Logħba Bejn Erbgħa is in my eyes unfinished, as it is rarely mentioned. But in the more conventional sense of the word, my father left at least two unfinished novels. One of them, provisionally entitled Għasafar bla Ġwienaħ, is set in the Cold War; in the other he wanted to portray the Abate Vella of The Council of Egypt fame in a new light.
There is a third work also unfinished: a translation of Vassalli’s Is-Sultan Ċiru. There are also two manuscripts, in Italian, about the Knights of St John and Cagliostro – as yet unpublished.

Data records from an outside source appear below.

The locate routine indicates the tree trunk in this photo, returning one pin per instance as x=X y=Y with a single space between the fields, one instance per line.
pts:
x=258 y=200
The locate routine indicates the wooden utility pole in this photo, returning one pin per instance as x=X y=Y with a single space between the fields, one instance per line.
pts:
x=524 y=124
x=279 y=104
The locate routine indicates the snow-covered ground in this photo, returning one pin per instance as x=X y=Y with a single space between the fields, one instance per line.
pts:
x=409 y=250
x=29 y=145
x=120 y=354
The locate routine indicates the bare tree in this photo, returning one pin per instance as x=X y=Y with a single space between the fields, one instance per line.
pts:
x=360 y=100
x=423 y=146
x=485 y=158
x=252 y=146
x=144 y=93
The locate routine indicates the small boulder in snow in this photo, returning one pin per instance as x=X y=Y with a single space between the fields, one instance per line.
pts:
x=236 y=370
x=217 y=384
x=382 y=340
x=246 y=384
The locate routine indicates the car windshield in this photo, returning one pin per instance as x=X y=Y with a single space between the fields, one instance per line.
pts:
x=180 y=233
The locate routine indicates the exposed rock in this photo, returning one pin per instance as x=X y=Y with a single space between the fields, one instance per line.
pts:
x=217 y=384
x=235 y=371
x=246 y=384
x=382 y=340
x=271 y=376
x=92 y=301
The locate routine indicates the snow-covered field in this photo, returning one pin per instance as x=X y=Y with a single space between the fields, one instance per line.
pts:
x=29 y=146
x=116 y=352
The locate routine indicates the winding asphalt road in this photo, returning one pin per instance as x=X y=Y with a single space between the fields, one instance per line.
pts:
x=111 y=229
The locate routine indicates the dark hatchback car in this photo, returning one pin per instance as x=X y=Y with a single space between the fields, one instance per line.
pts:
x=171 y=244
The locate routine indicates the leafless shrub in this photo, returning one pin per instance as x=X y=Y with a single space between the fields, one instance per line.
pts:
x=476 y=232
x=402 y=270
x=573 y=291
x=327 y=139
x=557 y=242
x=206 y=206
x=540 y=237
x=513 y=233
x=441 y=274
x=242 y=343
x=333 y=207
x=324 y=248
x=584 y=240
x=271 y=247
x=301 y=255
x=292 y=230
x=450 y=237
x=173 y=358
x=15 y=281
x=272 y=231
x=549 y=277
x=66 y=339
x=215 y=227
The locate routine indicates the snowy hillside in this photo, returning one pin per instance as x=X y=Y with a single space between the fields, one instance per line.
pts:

His analysis (translated into French) of Bonaparte’s six-day sojourn in Malta is a veritable tour de force. However, my father’s two greatest contributions to Maltese culture are probably his Vassalliana and his revolutionary interpretation of Caxaru’s Cantilena.
One of the few regrets he mentioned on his deathbed was that a book published subsequently to his essay cited his very same sources and put forward his ‘discovery’ without acknowledging him.
Apart from his book Letteratura, my father’s most important work of literary criticism is arguably On The Da Vinci Code, a bilingual commentary Charles Flores declared his favourite book of 2006. One professor confided to me privately he wept upon reading it.
When I was 12, we read The Importance of Being Earnest, and we laughed so hard we cried, just like when we spent the 1987-1988 season watching Renzo Arbore’s Indietro Tutta! on Raidue.
In 1998, we watched Life is Beautiful, Benigni’s splendid tale about the Jewish father who protects his son from the brutalities of Nazi evil.
Every father wants to protect his children from the evils of the world. Mine too, and even though I didn’t always agree with his method or strategy, I thank him for doing more than his duty called for, with love and dedication.
There shall always be gratitude toward relatives and friends who showed their sympathy and solidarity, and offered help at the time of his hospitalisation and departure. The staff at the hospital were particularly sweet and understanding. We were deeply touched by all this.
In hospital, he was jovial, shrugging off any pity usually reserved for terminally ill patients. To some he said that during May, “my wife and I should be going to Jerusalem, but it seems plans have changed. I am now going to the Heavenly Jerusalem”. Less than 23 hours later, he expired – fearlessly and serenely, fully aware that life, indeed beautiful, was slipping away from him.
I shall miss him, as I told him, hugging him, a few hours before he died.
My father is no longer. But Frans Sammut will live on. In his works, and in his good and generous deeds. May his readers, old and new, keep enjoying reading his writings, just like he enjoyed writing them.